Understanding Cycling Computers

January 26, 2014

Cycling computers are a great accessory for any cyclist, regardless of skill level. Amateur cyclists can track their basic distance and ride time while advanced cyclists can record countless measurements to help them set future goals. In this guide, you'll learn the basic fundamentals of a cycling computer.

What is a Cycling Computer?

In general, a cycling computer is a small device that mounts onto the handlebars of a bike and records anywhere from simple information such as distance to advanced aspects like cadence (pedal rate) and power output (heart rate). Cycling computers come in many different styles and can record as many statistics as you want, although with increased features comes increased prices.

How does it Work?

A traditional cycling computer can work either wirelessly or wired. The choice depends on how advanced you need your computer to be. Most advanced computers come in a wireless form to accommodate all of the add-on features. For wired computers, a small screen that will display your measurements is zip-tied or mounted with an included bracket onto the handlebar. A wire connected to the screen is tightly wrapped around the brake cable down to a sensor that is zip-tied to the front fork of the bike. Finally, a magnet is attached to a spoke on the front wheel. The sensor will track each time the magnet makes a full rotation and will send the information to the handlebar screen for display.

Similarly, a wireless computer is attached the same way except there's no wire. This provides a cleaner, simplified look that many cyclists prefer. Wireless computers are also favored due to the ability to add on extra magnets without having a jumble of wires on the bike. For example, another magnet is necessary to measure cadence (pedal rate).
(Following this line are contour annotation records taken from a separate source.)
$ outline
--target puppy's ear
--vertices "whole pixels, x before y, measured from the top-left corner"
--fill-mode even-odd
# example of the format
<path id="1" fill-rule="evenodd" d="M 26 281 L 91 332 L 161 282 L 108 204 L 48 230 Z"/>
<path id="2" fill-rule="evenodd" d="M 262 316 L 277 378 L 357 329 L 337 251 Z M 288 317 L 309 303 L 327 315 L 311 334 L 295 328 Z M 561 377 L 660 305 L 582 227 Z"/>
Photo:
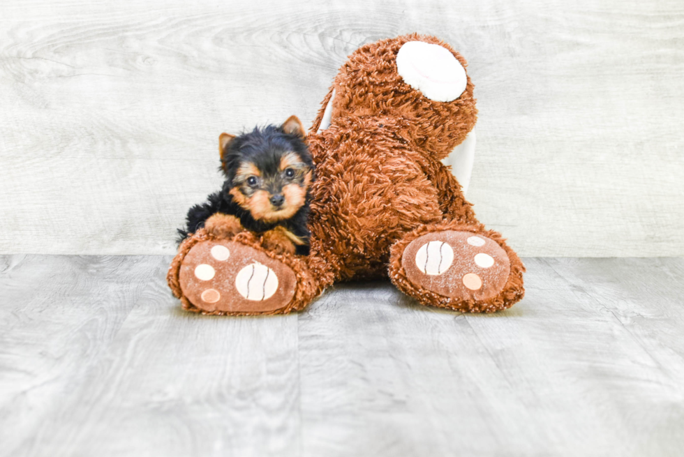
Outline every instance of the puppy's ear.
<path id="1" fill-rule="evenodd" d="M 306 132 L 304 130 L 304 126 L 302 125 L 302 121 L 294 114 L 288 118 L 281 128 L 285 133 L 294 133 L 302 138 L 306 137 Z"/>
<path id="2" fill-rule="evenodd" d="M 235 139 L 235 135 L 230 133 L 221 133 L 218 135 L 218 153 L 221 154 L 221 160 L 223 160 L 223 154 L 225 153 L 225 149 L 228 144 Z"/>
With a wireless computer, simply add a magnet to the crankarm by the pedal and install a small sensor on the chainstay. The sensor will wirelessly receive the information and forward your cadence to the handlebar screen. In contrast, a wired computer would require additional wiring from the chainstay sensor to the handlebar screen.

It must be noted that installation varies from each brand and model. Other cycling computers may have different specifications for magnet and sensor placement or may require no magnets at all.

Technological Advancements

There are now applications on smartphones that can easily be downloaded for use as a cycling computer. Strava is a popular application that uses the GPS on a smartphone to track a cyclist's route, elevation, timing, and speed. Strava is great for both recreational and advanced cyclists. However, it's an easy way to rapidly use your smartphone's battery. It's important to fully charge your phone, especially before a long ride. In addition, you'll have to buy either a handlebar mount for your smartphone or some form of clothing that can comfortably hold it while riding.

Some GPS watches also have cycling modes and will record your measurements like a traditional cycling computer. Your watch will sense your activity and record distance, time, and heart rate, depending on the watch. GPS watches are especially handy because they can easily transition from each physical activity and can also be mounted onto your handlebars.

Additional Features

Although it may be tempting to purchase a cycling computer with all the bells and whistles, you should keep in mind your level of activity. If you only ride recreationally, a basic cycling computer that records your distance and time might be sufficient. On the other hand, an avid cyclist or competition cyclist in training may opt for a more advanced computer that measures cadence, power output and can upload data to a personal computer. Cycling computers can be costly and you'll want one that's appropriate for your needs. Here are available features that may be suitable for your rides:

  • Speed
  • Riding time
  • Power output via a chest strap that transmits heart rate to your handlebar screen.
  • Backlight for night riding.
  • Stopwatch
  • Downloading capabilities.
  • Cadence
  • Elevation changes.
  • GPS with the ability to download a route.
  • Compatibility with a power meter. Power meters measure how many watts a cyclist generates while pedaling and shows how hard the cyclist is working.

Learn from your Data

With so many features, you can customize your cycling computer to be the perfect accessory for your next ride. Regardless of skill level, using a cycling computer is a great way to monitor your ride time and personal progress. By analyzing your progress, you can empower yourself to fulfill your goals and push yourself to the next level.